Belated Dia de los Muertos
Yes, I know it passed me by last week. I usually at least TRY to think of those who have passed on, but didn’t. See, November 2 marks the anniversary of the day The Cute Boy™ and I met. And it’s a day so filled with joy and happiness that it’s hard to be sorrowful.
Yet, feeling that sorrow every year is important. Circle of life, no joy without pain and all that.
I was too caught up in NaNoWriMo and celebrating love that I forgot to think about death. Not so bad a trade off, I suppose, in the long run.
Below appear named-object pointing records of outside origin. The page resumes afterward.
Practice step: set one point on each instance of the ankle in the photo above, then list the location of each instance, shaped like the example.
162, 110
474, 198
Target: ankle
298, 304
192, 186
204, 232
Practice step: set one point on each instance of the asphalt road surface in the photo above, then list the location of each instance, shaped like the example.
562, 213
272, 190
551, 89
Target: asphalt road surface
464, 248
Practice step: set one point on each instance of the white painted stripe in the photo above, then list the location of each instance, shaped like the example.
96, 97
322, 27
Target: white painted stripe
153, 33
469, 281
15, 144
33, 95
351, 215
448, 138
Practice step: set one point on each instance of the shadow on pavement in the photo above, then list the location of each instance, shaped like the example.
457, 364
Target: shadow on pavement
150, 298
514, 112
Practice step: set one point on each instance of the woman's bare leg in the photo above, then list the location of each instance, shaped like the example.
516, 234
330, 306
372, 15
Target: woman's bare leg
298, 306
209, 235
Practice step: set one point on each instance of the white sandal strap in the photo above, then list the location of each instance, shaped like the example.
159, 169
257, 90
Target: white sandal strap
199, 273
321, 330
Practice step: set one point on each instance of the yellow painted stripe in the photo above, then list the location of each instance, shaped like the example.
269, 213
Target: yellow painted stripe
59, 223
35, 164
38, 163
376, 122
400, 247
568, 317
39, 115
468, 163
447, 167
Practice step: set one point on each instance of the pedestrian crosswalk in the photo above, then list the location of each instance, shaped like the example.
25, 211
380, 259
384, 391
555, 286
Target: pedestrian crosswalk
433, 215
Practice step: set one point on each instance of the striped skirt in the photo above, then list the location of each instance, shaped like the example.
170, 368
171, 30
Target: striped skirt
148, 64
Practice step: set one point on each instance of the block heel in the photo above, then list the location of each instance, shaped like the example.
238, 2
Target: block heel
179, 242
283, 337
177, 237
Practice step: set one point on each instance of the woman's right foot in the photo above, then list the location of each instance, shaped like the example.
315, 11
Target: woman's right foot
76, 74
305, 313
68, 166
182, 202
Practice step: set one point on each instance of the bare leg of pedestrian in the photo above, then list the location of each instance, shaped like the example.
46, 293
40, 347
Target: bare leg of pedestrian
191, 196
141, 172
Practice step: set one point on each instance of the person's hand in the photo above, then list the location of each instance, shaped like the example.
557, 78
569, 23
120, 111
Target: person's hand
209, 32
My NaNoWriMo progress limps along. I wrote nary a word for the first four days (yikes) and am now some 8,000 words off the pace. But I calculated 50,000 words over 25 days and that’s 2,000 words a day. Still do-able. I’ve got 1500 so far today, so progress has (finally!) begun.
But back to those muertos.
Today I remember the lives of those I’ve lost. All four of my grandparents, my father, and my best friend from high school. Of them, my high school friend is the one I can say truly didn’t get a chance to live her life. My grandparents and my father lived good long lives, saw their children into adulthood and were ok when the time came to pass. The loss of my friend still gives me pain. She was too young. Such is the nature of life.
But here, when the veil between our world and theirs is thinner, easier to access, I think of those I’ve lost with a heart full of love.